Virolens artificial intelligence test system15
The Virolens system uses a portable machine that creates a microscopic holographic image to detect the virus in saliva samples in 20 seconds. Developed in UK, the system uses a digital camera attached to a microscope, which then runs data through a computer that can identify the virus. The device has been trialled at Heathrow Airport, with satisfactory preliminary results.
Future perspectives
It is generally recognized that the COVID-19 pandemic will be with us at least for the next few years, and is most likely to end up as an endemic disease, as in the case of the Ebola infection in some parts of Africa that raises its ugly head sporadically. Although the latter disease is endemic only in Africa, only time will tell whether COVID-19 will also be endemic, and if so, in which regions of the world. A likely future scenario is that COVID-19 could be virtually eradicated in the West and some Asian countries, such as China, due to the development of herd immunity through mass vaccination programmes. Nevertheless, pockets of COVID-19 infection are likely to smoulder in less-developed countries for many reasons, including vaccine deficiency, and above all, the emergence of new viral variants and the so-called ‘escape mutants’ that emerge during viral replication in unvaccinated cohorts. These variants, in turn, raise the spectre of new waves of infection throughout the world.

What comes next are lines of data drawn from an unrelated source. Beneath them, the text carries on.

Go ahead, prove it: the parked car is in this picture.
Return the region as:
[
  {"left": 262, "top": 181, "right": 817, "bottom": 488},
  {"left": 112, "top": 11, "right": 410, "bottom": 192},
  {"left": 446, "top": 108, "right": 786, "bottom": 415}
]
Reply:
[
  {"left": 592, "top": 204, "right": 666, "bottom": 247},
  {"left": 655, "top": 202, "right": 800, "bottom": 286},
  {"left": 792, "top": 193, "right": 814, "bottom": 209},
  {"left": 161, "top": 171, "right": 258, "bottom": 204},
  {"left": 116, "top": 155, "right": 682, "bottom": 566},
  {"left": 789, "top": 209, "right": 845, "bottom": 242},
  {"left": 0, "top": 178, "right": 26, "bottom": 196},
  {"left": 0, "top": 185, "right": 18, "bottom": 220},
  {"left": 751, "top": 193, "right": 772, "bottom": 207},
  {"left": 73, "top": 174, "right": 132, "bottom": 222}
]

Such a grim scenario is bound to impact the clinical dental practice, particularly in the UK with its cosmopolitan population mix. Hence, it will be critical that practitioners ensure that the patients they are handling on a daily basis do not have ‘viral reservoirs’ that may lead to new bouts of infection. One way to obviate such an outcome is to perform POC diagnostic tests for the SARS-CoV-2 antigens for all clinic attendees using simple, inexpensive and reliable tests that do not require training and are easily deployable in clinics and outpatient settings.
Almost all of the current POC systems yield qualitative, yes/no data, but not quantitative data for the viral load in the processed samples. Yet, in the longer term, it is also important to develop systems that can provide quantitative diagnoses, in order to understand disease progression after symptom onset. Newer POC diagnosis systems are also currently in development for both qualitative and quantitative data yields within seconds. These will certainly allay the anxieties of clinicians and patients alike, and hopefully assist in delivery of safe and wholesome clinical dental care in a post-COVID-19 world.